NSW DPI and Local Land Services work together to manage the effects of emergencies on agriculture, livestock and our community as Agriculture and Animal Services Functional Area (AASFA). Following a natural disaster, such as floods or bushfires, AASFA assists with animal assessments, stock euthanasia and disposal.
How to dispose livestock carcasses
Disposal options are numerous and choices will be impacted by factors such as carcass/material type, quantity, condition, location, disease/pest, health and safety, community, environment, resources, cost, and time.
Onsite burial is the preferred option in most instances. Burial is often an effective method of carcass disposal if pits are constructed, located and managed correctly. More information on this method can be found in the AUSVETPLAN Operational Manual for disposal procedures or via the NSW Department of Primary Industries resources on animal carcass disposal.

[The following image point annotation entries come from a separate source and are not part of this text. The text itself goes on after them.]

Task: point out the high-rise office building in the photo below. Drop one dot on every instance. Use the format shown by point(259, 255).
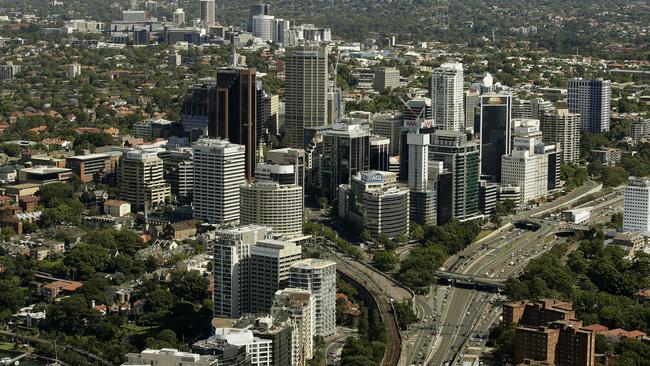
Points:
point(231, 266)
point(274, 205)
point(388, 126)
point(218, 172)
point(265, 27)
point(207, 13)
point(141, 181)
point(636, 205)
point(495, 130)
point(319, 277)
point(179, 18)
point(259, 9)
point(591, 99)
point(562, 128)
point(179, 172)
point(528, 171)
point(306, 80)
point(447, 97)
point(269, 271)
point(471, 100)
point(236, 112)
point(197, 108)
point(460, 158)
point(386, 78)
point(298, 305)
point(379, 153)
point(346, 152)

Where there are large mortalities or where onsite issues (e.g. size, soil type, water table etc.) are problematic, disposal through a licensed landfill is usually the preferred option. You can contact AASFA for assistance to transport carcasses to a licensed landfill by calling the Agriculture and Animal Services hotline on 1800 814 647.
On-farm mortality composting is a natural process whereby beneficial microorganisms decompose and transform carcasses into a useful end product that is safe for the environment.
Composting must be managed correctly to achieve adequate carcass disposal and can be a time-consuming practice. Our guide to composting flood spoilage has more information on this method of carcass disposal.
What happens if I dispose carcasses incorrectly?
Improper carcass disposal can have significant impacts on environmental, human and animal health. Poor carcass disposal can result in contamination of soil, ground water and water ways. Access to poorly disposed carcasses can also allow for significant disease spread through scavengers, mosquitoes and vermin.
Animal owners and managers have a legal responsibility to ensure that disposal of carcasses does not adversely affect the environment. The NSW EPA has guidelines to minimise environmental contamination and should also be consulted for advice when considering options for disposal.
When should I dispose carcasses?
Carcass disposal should occur as soon as possible after the animal has died. Careful planning and management of disposal is important to ensure the safety of the community, other stock, the environment and to minimise the risk of disease spread.
Assistance with carcass disposal
You can register for assistance with the Agriculture and Animal Services hotline on 1800 814 647 if you need assistance with carcass disposal.
AASFA can assist with the removal and disposal of livestock from public and private land. These can then be disposed of at local waste management facilities, etc.